To prove this, check out the same Jupyter notebook where I’ve merely changed the random seed until I found some samples whose standard deviation was already close to the population standard deviation, and where n-1 added more bias:
In this case, Bessel’s Correction actually hurt us!
Thus, Bessel’s Correction is not always a correction. It’s called such because most of the time, when sampling, we don’t know the population parameters. We don’t know the real mean or variance or standard deviation. Thus, we are relying on the fact that because we know the rate of bad luck (undershooting, or downward bias), we can counteract bad luck by the inverse of that rate: n-1.
But what if you get lucky? Just like in the cells above, this can happen sometimes. Your sample can occasionally produce the correct standard deviation, or even overshoot it, in which case n-1 ironically adds bias.

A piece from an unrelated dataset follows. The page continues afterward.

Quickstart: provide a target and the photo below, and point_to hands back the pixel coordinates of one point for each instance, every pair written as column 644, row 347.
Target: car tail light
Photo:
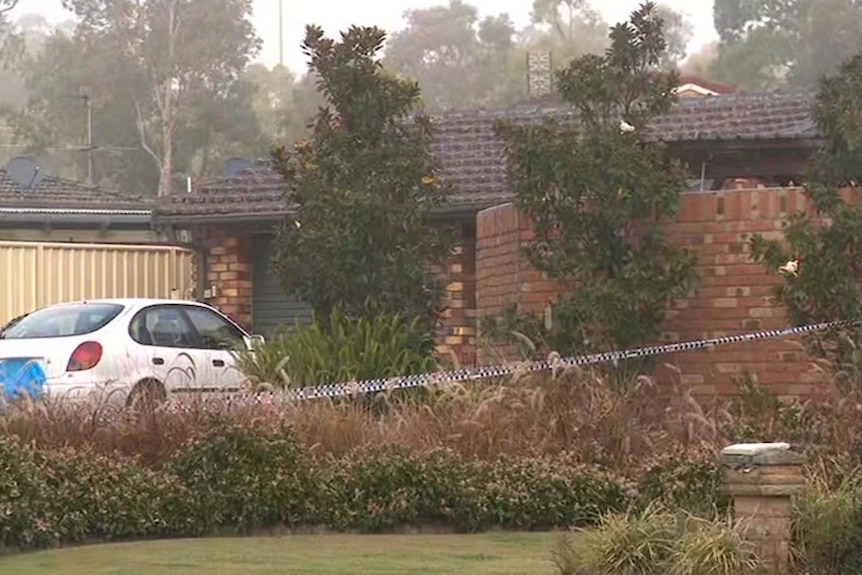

Nevertheless, it’s the best tool we have for bias correction in a state of ignorance. The need for bias correction doesn’t exist from a God’s-eye point of view, where the parameters are known.
At the end of the day, this fundamentally comes down to understanding the crucial difference between a sample and a population, as well as why Bayesian Inference is such a different approach to classical problems, where guesses about the parameters are made upfront via prior probabilities, thus removing the need for Bessel’s Correction.
I’ll focus on Bayesian statistics in future posts. Thanks for reading!